334. Increasing Triplet Subsequence

Difficulty: MEDIUM

Problem description can be found here.

Intuition

For every element we must have its lower element on the left and the higher element on the right.

Think of the problem like this, find the 2 smallest elements, and then an element that is greater than both of those.

That doesn’t sound like it meets our problem constraints, but the implementations protects us i’ll explain how that is down below.

Looking at the code, we initialize firstMin and secondMin to Infinity. We set firstMin when we encounter a value lesser than firstMin. We set secondMin when we encounter a value that is greater than firstMin but lesser than secondMin. This guaraentees as that, if secondMin is EVER set, it means that firstMin was already set, meaning that we have found a i < j && nums[i] < nums[j]. When we hit the else, that mean firstMin < secondMin < num (which means nums[i] < nums[j] < nums[k]).
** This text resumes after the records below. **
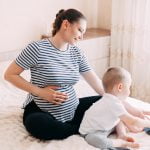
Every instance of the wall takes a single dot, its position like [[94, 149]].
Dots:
[[104, 14], [23, 21]]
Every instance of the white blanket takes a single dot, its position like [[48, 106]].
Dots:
[[13, 135]]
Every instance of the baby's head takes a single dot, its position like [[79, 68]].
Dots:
[[117, 81]]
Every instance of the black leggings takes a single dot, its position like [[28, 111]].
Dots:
[[44, 126]]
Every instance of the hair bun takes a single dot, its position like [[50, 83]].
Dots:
[[60, 12]]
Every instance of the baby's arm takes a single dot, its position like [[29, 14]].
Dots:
[[121, 130]]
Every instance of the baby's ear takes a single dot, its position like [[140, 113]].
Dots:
[[120, 87]]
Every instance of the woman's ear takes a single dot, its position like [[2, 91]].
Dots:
[[120, 87], [65, 24]]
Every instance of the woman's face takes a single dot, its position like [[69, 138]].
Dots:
[[74, 31]]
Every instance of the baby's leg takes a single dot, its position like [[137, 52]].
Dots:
[[99, 139], [123, 143]]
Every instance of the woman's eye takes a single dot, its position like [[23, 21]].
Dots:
[[80, 30]]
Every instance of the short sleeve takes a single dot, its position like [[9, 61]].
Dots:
[[29, 56], [81, 59]]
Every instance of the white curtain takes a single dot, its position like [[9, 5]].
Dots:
[[130, 42]]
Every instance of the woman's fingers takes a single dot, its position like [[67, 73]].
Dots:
[[53, 87]]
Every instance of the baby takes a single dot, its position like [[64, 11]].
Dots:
[[110, 113]]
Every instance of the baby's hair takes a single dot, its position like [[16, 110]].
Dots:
[[114, 76], [72, 15]]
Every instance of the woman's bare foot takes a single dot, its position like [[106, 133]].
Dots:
[[123, 143]]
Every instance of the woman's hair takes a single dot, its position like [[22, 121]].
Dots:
[[114, 76], [72, 15]]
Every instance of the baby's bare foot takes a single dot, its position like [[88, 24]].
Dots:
[[123, 143]]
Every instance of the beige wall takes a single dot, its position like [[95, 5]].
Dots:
[[104, 13], [22, 21]]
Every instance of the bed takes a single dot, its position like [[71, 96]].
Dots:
[[13, 135]]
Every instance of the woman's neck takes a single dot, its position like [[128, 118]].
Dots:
[[59, 42]]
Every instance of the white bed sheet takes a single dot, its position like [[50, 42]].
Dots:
[[13, 135]]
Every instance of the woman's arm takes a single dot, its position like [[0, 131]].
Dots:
[[12, 75], [94, 81]]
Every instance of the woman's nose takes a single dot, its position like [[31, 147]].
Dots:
[[81, 37]]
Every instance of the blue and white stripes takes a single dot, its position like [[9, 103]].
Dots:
[[50, 66]]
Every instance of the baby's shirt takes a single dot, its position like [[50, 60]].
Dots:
[[102, 115]]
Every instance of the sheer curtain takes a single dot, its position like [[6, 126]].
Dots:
[[130, 42]]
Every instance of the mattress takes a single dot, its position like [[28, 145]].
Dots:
[[13, 135]]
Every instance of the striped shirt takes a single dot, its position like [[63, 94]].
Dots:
[[51, 66]]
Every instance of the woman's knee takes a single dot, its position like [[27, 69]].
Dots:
[[45, 127]]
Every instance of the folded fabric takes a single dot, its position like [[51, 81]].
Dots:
[[118, 148], [147, 130]]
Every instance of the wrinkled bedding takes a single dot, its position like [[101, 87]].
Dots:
[[13, 135]]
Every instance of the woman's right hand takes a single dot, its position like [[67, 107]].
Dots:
[[48, 93]]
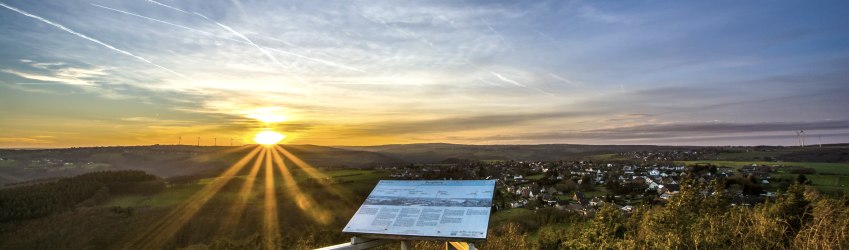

And it also guaranetees i < j < k, because we just iterated to a later element and firstMin and secondMin we already set.

Solution

function increasingTriplet(nums: number[]): boolean {
  let smaller = Number.MAX_SAFE_INTEGER;
  let bigger = Number.MAX_SAFE_INTEGER;

  for (let i = 0; i < nums.length; i++) {
    const current = nums[i];

    if (current <= smaller) {
      smaller = current;
      continue;
    }

    if (current <= bigger) {
      bigger = current;
      continue;
    }

    return true;
  }

  return false;
}

increasingTriplet([1, 2, 3, 4]); // [24, 12, 8, 6]
increasingTriplet([-1, 1, 0, -3, 3]); // [0, 0, 9, 0, 0]